Rubin, who won an Oscar for best screenplay for the original, took some persuading before he agreed to let his film be turned into a stage show.
"People have approached me about it any number of times and my instinct every single time was to say no," he reveals.
"For me, it would be taking an iconic movie and turning it into something where people sing these inept lyrics that were not anything I had engineered or created, and I didn't want to hand it over to somebody else."
But during a long visit from a persistent producer to his home in upstate New York, Rubin relented when he realised that music could add an extra dimension to the story.
"There's a whole world of emotion that is unspoken in the film, that is deeply felt," he explains.
"Yes, you can feel it in the movie. But to give it voice you must really allow this person to sing their heart out. It's so natural that they would. It comes so easily. It belongs there."
Adapting films for the stage is far from a novelty. The Lion King and Billy Elliot are among those that have hit a winning formula, while a long list of others - from Dirty Dancing and Legally Blonde to Shrek and The Wedding Singer - have entertained fans. But many more have struggled to make the leap.
Stewart raises the spectre of Spider-Man, which has had a tortured transition to Broadway. "Obviously action films are pretty difficult to make musicals out of, even though people are attempting to do that," he says.
The songwriter is speaking from experience - in 2004 he staged a version of Jane Fonda's 1968 fantasy Barbarella in Vienna.
"It was very hard," he says. "You try being English and writing something comedic in German, it's not the easiest thing in the world, so I was tossed in the deep end."

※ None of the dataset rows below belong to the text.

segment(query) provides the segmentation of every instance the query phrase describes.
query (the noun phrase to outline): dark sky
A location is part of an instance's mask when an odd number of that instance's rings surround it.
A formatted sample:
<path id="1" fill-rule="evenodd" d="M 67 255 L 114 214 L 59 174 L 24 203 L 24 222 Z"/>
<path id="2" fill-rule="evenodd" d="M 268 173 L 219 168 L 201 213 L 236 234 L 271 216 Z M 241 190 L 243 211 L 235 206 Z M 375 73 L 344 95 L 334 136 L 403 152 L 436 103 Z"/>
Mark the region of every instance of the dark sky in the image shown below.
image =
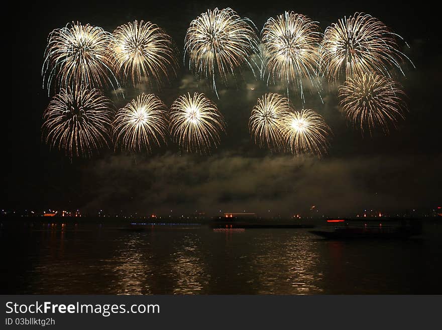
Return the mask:
<path id="1" fill-rule="evenodd" d="M 10 35 L 12 39 L 3 49 L 4 195 L 0 207 L 143 213 L 169 209 L 177 213 L 195 209 L 210 214 L 219 209 L 261 213 L 270 209 L 272 214 L 286 214 L 315 204 L 327 214 L 345 215 L 363 208 L 393 211 L 429 208 L 440 203 L 442 56 L 440 22 L 433 17 L 431 6 L 421 2 L 413 6 L 399 2 L 303 3 L 15 3 L 5 13 L 10 21 L 4 26 L 4 37 Z M 168 105 L 180 94 L 196 90 L 206 92 L 216 103 L 227 121 L 227 134 L 211 156 L 180 154 L 171 144 L 152 155 L 103 150 L 90 160 L 71 163 L 42 143 L 42 115 L 50 98 L 42 88 L 41 70 L 52 30 L 78 21 L 112 32 L 136 19 L 150 21 L 172 37 L 182 59 L 189 23 L 216 7 L 233 8 L 251 19 L 260 31 L 267 18 L 284 10 L 319 21 L 323 31 L 355 12 L 379 18 L 408 42 L 406 53 L 416 67 L 405 66 L 406 77 L 398 78 L 408 97 L 405 120 L 387 136 L 363 137 L 346 123 L 336 91 L 324 93 L 324 104 L 309 95 L 306 107 L 322 115 L 333 131 L 329 154 L 321 159 L 272 155 L 250 141 L 247 126 L 257 99 L 272 88 L 246 77 L 237 85 L 220 88 L 217 100 L 203 85 L 197 86 L 181 61 L 178 77 L 157 94 Z M 251 91 L 246 83 L 254 84 L 255 90 Z M 136 91 L 128 91 L 127 97 Z M 116 106 L 127 101 L 117 100 Z"/>

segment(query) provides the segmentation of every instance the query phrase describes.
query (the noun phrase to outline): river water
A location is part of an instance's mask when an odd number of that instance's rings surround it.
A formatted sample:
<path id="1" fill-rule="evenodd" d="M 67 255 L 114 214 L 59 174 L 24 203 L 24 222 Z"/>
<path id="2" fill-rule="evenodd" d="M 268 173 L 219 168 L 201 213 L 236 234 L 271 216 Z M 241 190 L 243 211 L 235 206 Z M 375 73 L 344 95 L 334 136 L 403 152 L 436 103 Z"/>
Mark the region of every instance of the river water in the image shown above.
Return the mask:
<path id="1" fill-rule="evenodd" d="M 442 225 L 406 240 L 308 229 L 2 223 L 0 293 L 442 293 Z"/>

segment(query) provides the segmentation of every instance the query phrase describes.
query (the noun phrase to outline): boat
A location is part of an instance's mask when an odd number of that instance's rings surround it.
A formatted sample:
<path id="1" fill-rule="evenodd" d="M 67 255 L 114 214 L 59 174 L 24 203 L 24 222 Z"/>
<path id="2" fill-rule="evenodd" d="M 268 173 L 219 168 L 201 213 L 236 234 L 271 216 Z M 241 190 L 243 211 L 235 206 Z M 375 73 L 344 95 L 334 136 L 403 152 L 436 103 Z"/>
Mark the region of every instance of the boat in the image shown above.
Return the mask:
<path id="1" fill-rule="evenodd" d="M 309 231 L 327 239 L 407 239 L 422 234 L 420 219 L 329 218 L 322 230 Z"/>

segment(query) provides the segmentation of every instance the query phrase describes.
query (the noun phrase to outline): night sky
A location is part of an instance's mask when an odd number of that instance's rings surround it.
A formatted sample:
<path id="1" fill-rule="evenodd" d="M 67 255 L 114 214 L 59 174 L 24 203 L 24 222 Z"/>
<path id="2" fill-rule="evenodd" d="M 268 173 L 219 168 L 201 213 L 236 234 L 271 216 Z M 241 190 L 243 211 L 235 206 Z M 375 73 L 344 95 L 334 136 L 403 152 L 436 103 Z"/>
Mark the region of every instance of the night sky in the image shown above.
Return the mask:
<path id="1" fill-rule="evenodd" d="M 442 200 L 440 187 L 440 106 L 442 76 L 440 22 L 431 6 L 416 2 L 318 1 L 57 2 L 25 5 L 16 2 L 4 13 L 3 122 L 1 139 L 3 192 L 0 207 L 8 209 L 79 208 L 84 213 L 175 214 L 195 210 L 246 210 L 264 214 L 302 212 L 316 205 L 329 215 L 352 215 L 363 208 L 386 212 L 429 209 Z M 335 90 L 324 91 L 324 104 L 307 94 L 305 107 L 315 109 L 333 132 L 327 155 L 321 159 L 294 158 L 260 150 L 250 139 L 248 123 L 257 99 L 274 91 L 246 75 L 226 88 L 220 99 L 190 75 L 183 63 L 186 30 L 207 9 L 230 7 L 251 19 L 260 31 L 270 17 L 293 10 L 317 21 L 322 30 L 344 16 L 363 12 L 379 19 L 402 36 L 416 69 L 405 65 L 398 76 L 408 95 L 409 112 L 388 136 L 363 137 L 348 124 L 338 106 Z M 149 21 L 162 27 L 180 50 L 178 77 L 161 91 L 128 88 L 126 99 L 107 96 L 117 108 L 143 91 L 153 91 L 170 106 L 187 91 L 204 92 L 227 122 L 227 134 L 210 156 L 180 153 L 171 142 L 152 155 L 136 156 L 113 149 L 91 159 L 51 151 L 42 141 L 42 115 L 50 101 L 42 87 L 41 68 L 49 33 L 73 21 L 113 32 L 119 25 Z M 8 44 L 9 43 L 9 44 Z M 255 89 L 251 90 L 251 87 Z M 293 93 L 295 105 L 301 105 Z"/>

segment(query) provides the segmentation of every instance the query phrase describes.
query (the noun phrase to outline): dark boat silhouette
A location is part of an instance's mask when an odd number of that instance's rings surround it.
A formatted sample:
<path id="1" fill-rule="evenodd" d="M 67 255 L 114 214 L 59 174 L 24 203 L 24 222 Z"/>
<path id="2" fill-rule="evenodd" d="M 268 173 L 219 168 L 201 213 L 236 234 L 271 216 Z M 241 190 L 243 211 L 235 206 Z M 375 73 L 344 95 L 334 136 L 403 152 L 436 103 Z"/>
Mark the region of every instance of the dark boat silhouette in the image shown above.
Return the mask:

Rubin, meanwhile, used Billy Elliot as a template when translating Ghost for the stage, and cites Hairspray and Wicked as examples of shows that did not work so well.
"Not everything needs to be sung," he says. "Most musicals that I've seen recently don't work for me. They don't seem to require the music. There is music, but why bother?
"But when somebody can't speak the words, or the emotion is so profound that words don't do it justice, song and melody become the only way to get it out."
Ghost opens at Manchester Opera House before moving to the Piccadilly Theatre in London on 22 June.